Edirne Kalesi'nin dört büyük burcundan olan Makedonya Kulesi'nin, Abdülhamit döneminde üzerine saat takılmasıyla "Saatli Kule", "Memleket Saati" gibi isimlerle anıldığı bilinmekte. Roma İmparatoru Hadrianus tarafından yaptırılan Edirne (Hadrianopolis) Kalesi'nin burçları, Bizanslılar zamanında yeniden düzenlenmiş ve Üç Şerefeli Camii yakınındaki burç, Makedonya Kulesi olarak anılmıştır. Daha sonra 1885'te burcun üzerine dönemin valisi Hacı İzzet Paşa tarafından yapım masrafı belediye bütçesinden karşılanan ahşap kule yaptırılmıştır. Kuleye saat konulmasıyla 'saatli kule ve Memleket Saati' isimleriyle anılmaya başlayan yapının ahşap kısmı, bir yangın sonucu yok olmuş daha sonra 1893'te ahşap olan kısım tuğla ve taştan yeniden inşa edilmişti.
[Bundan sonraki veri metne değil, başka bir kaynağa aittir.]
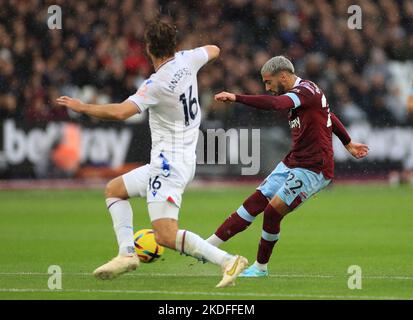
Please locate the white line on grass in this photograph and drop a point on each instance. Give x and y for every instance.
(317, 276)
(203, 293)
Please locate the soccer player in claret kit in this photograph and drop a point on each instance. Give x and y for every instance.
(171, 96)
(305, 170)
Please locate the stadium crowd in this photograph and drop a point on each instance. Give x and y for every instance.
(99, 55)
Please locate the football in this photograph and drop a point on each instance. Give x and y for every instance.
(146, 247)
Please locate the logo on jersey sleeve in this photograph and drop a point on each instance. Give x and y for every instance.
(295, 123)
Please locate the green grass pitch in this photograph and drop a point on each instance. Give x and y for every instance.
(368, 226)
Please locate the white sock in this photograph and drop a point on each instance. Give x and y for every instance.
(192, 244)
(215, 240)
(260, 266)
(122, 216)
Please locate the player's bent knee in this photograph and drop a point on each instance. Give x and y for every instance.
(115, 188)
(278, 204)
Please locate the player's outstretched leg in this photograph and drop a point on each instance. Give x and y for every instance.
(122, 216)
(240, 219)
(273, 214)
(165, 224)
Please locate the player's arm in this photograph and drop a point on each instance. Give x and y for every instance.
(263, 102)
(113, 111)
(357, 150)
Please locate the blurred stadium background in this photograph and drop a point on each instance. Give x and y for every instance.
(98, 56)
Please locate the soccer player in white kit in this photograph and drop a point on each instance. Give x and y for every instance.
(171, 97)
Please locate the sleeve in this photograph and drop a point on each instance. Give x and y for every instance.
(265, 102)
(145, 96)
(301, 95)
(197, 57)
(339, 130)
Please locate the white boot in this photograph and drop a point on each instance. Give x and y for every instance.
(231, 270)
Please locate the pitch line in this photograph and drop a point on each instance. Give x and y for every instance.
(317, 276)
(204, 293)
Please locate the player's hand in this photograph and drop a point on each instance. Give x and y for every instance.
(357, 150)
(74, 104)
(225, 97)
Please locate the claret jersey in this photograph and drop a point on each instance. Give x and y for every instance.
(311, 128)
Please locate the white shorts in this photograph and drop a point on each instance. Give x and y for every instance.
(161, 180)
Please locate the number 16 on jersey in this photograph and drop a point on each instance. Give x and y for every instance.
(189, 113)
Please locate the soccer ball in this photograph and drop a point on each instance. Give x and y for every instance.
(146, 247)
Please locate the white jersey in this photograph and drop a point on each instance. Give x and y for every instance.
(171, 95)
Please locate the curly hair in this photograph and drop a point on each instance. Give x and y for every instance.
(161, 39)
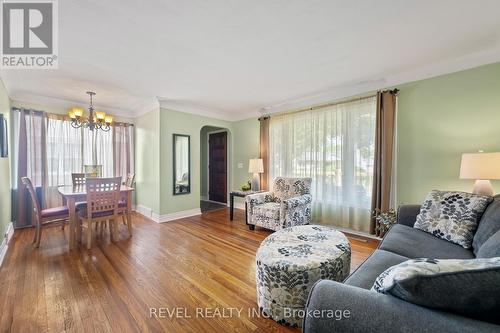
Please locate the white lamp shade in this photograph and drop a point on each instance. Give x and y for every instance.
(256, 165)
(483, 166)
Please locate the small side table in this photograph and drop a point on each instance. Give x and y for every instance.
(241, 194)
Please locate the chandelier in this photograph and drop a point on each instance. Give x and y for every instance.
(95, 119)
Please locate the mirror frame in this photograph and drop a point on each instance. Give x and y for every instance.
(174, 137)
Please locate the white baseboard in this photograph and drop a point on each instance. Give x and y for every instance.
(4, 245)
(238, 205)
(155, 217)
(219, 202)
(143, 210)
(179, 215)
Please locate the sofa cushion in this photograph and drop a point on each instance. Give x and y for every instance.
(414, 243)
(468, 287)
(453, 216)
(269, 210)
(379, 261)
(490, 248)
(286, 188)
(488, 226)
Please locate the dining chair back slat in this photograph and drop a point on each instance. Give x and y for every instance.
(36, 205)
(130, 180)
(103, 195)
(78, 179)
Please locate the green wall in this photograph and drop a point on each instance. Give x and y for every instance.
(438, 120)
(5, 202)
(184, 123)
(147, 160)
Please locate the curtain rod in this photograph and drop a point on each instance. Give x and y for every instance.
(322, 106)
(61, 116)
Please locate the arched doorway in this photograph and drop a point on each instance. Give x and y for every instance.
(214, 169)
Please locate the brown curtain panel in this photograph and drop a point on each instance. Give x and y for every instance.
(30, 155)
(264, 151)
(123, 149)
(384, 147)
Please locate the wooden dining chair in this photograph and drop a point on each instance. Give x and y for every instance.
(78, 179)
(130, 180)
(55, 215)
(103, 195)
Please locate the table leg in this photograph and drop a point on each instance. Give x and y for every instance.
(72, 223)
(129, 212)
(231, 206)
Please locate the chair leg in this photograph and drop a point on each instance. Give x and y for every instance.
(89, 235)
(38, 236)
(79, 226)
(35, 235)
(129, 224)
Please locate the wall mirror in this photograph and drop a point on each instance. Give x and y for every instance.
(182, 164)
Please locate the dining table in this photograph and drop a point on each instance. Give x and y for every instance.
(74, 194)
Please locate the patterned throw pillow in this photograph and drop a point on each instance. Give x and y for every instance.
(452, 216)
(469, 287)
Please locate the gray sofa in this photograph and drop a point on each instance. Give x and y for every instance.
(370, 311)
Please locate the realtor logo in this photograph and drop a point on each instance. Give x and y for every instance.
(29, 34)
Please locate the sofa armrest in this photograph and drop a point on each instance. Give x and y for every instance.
(253, 200)
(360, 310)
(407, 214)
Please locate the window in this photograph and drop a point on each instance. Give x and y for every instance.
(335, 147)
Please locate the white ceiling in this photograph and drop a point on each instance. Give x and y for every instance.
(230, 59)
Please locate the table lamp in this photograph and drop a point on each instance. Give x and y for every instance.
(256, 166)
(481, 167)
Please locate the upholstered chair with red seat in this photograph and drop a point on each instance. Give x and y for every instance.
(43, 217)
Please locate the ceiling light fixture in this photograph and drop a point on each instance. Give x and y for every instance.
(96, 119)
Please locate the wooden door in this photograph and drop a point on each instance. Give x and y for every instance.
(217, 167)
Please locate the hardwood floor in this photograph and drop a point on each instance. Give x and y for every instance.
(204, 261)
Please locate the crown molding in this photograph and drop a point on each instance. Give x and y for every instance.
(473, 60)
(148, 107)
(189, 107)
(64, 104)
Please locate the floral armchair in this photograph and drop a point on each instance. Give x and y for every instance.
(289, 204)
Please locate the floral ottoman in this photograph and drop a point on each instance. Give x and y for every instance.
(290, 261)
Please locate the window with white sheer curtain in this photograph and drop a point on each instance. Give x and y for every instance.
(335, 147)
(47, 149)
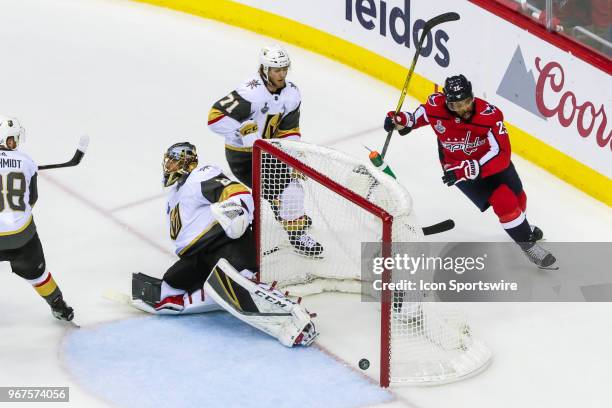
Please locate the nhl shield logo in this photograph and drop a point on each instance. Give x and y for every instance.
(439, 128)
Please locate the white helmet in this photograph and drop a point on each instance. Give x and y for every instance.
(273, 56)
(10, 127)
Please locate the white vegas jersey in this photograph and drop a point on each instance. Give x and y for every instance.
(192, 224)
(18, 193)
(277, 114)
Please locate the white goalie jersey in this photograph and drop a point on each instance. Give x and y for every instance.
(18, 175)
(252, 112)
(192, 223)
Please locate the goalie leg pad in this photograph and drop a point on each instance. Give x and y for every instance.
(260, 306)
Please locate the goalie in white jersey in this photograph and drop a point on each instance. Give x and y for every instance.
(19, 242)
(209, 222)
(266, 106)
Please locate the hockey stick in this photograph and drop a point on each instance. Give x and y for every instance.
(439, 227)
(76, 159)
(442, 226)
(442, 18)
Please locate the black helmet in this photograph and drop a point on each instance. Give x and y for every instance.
(457, 88)
(184, 158)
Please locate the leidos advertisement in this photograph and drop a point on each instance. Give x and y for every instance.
(548, 93)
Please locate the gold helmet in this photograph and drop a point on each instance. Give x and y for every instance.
(179, 160)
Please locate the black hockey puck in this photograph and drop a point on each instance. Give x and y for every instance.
(364, 364)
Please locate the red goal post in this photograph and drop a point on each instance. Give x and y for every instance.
(349, 202)
(386, 220)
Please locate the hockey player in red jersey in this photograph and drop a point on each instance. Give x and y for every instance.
(474, 151)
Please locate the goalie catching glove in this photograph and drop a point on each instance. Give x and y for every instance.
(402, 121)
(249, 132)
(464, 170)
(233, 217)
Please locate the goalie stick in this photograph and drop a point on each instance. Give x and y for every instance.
(76, 159)
(429, 25)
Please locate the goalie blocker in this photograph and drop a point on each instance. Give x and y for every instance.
(255, 303)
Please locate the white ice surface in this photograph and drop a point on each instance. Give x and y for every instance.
(137, 78)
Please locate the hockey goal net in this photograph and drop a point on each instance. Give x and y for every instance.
(339, 203)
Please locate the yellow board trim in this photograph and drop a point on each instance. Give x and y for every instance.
(561, 165)
(239, 149)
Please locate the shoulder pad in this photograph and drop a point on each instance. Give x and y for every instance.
(487, 112)
(436, 100)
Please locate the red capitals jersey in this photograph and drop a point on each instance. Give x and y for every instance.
(483, 137)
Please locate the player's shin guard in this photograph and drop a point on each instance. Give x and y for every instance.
(260, 305)
(512, 218)
(46, 287)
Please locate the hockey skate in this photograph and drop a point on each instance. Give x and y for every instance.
(61, 310)
(303, 244)
(541, 257)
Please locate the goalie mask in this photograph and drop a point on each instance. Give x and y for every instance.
(273, 56)
(10, 128)
(179, 160)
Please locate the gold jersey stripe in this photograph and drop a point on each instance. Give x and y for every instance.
(231, 298)
(3, 234)
(231, 190)
(196, 239)
(214, 115)
(47, 287)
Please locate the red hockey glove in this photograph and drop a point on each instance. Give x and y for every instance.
(403, 122)
(464, 170)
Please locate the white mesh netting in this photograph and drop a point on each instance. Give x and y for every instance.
(311, 239)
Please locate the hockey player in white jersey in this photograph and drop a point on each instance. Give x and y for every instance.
(209, 222)
(19, 242)
(267, 106)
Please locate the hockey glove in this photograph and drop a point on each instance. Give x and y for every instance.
(465, 170)
(403, 122)
(232, 217)
(249, 132)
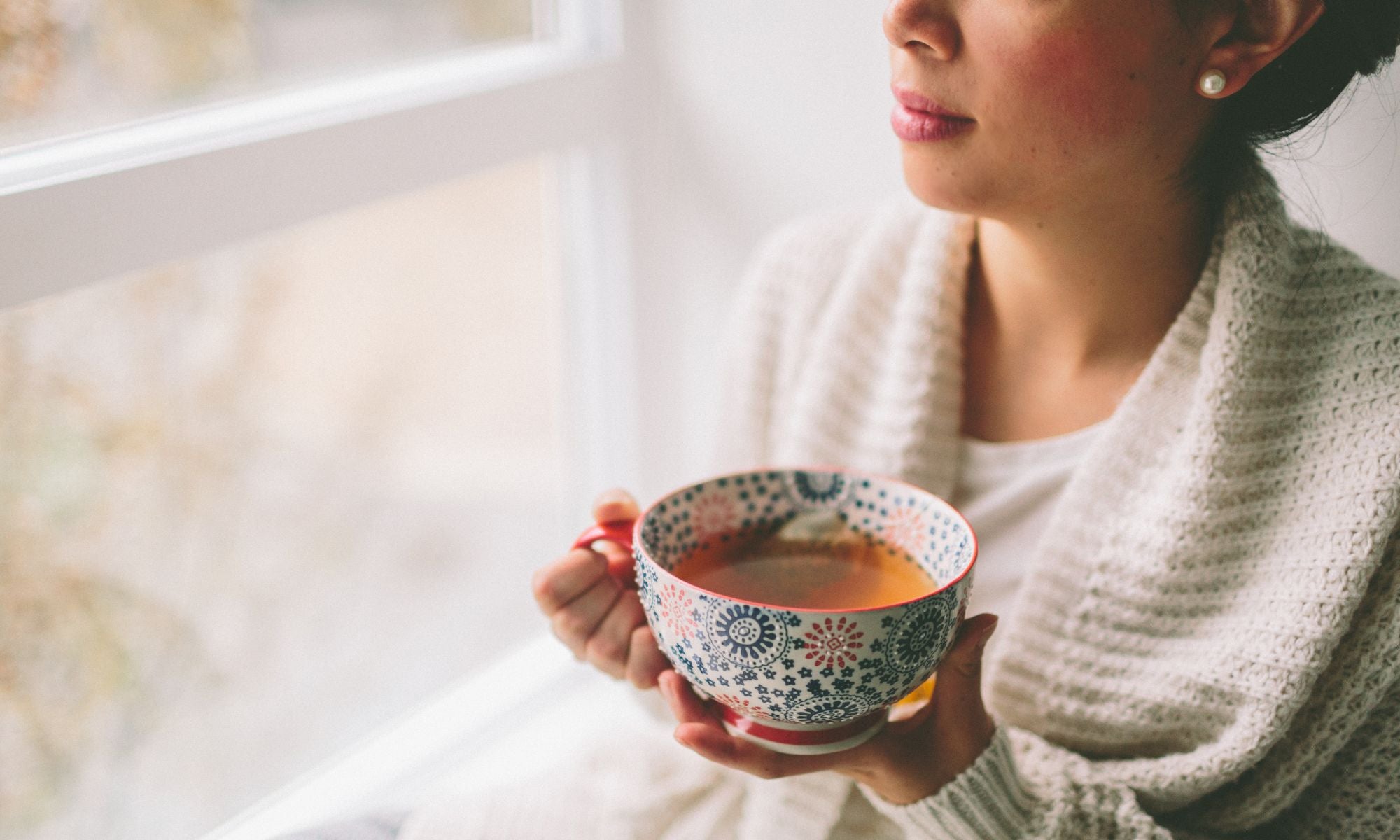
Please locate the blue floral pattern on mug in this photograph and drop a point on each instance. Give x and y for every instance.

Neoklasik tarzıyla Osmanlı saat kulelerinin arasında en dikkat çekici Makedonya Kulesi'nin 1953'teki depremde de zarar gördüğü biliniyor.
İddiaya göre, 1953'te Edirne Belediyesi, Makedonya Kulesi'nin kent siluetine zarar verip vermediği yönünde İstanbul Teknik Üniversitesi'nden rapor istedi. Rapor doğrultusunda, 6 Temmuz 1953'te dönemin Belediye Başkanı Sabahattin Parsoy tarafından verilen emirle, kulenin bir kaç katı dinamitle yıkıldı.
Kültür Bakanlığı'nca 1990 yılında kısmen restore edilen kulede, Edirne Valiliğince, arkeolog Şahin Yıldırım'ın başkanlığında 2002 ve 2003 yıllarında yapılan kazı çalışmalarında Roma, Bizans ve Osmanlı dönemine ait önemli bulgulara ulaşılmış ve kazı alanı Kentsel Arkeoloji Parkı olarak düzenlenerek ziyarete açılmıştı.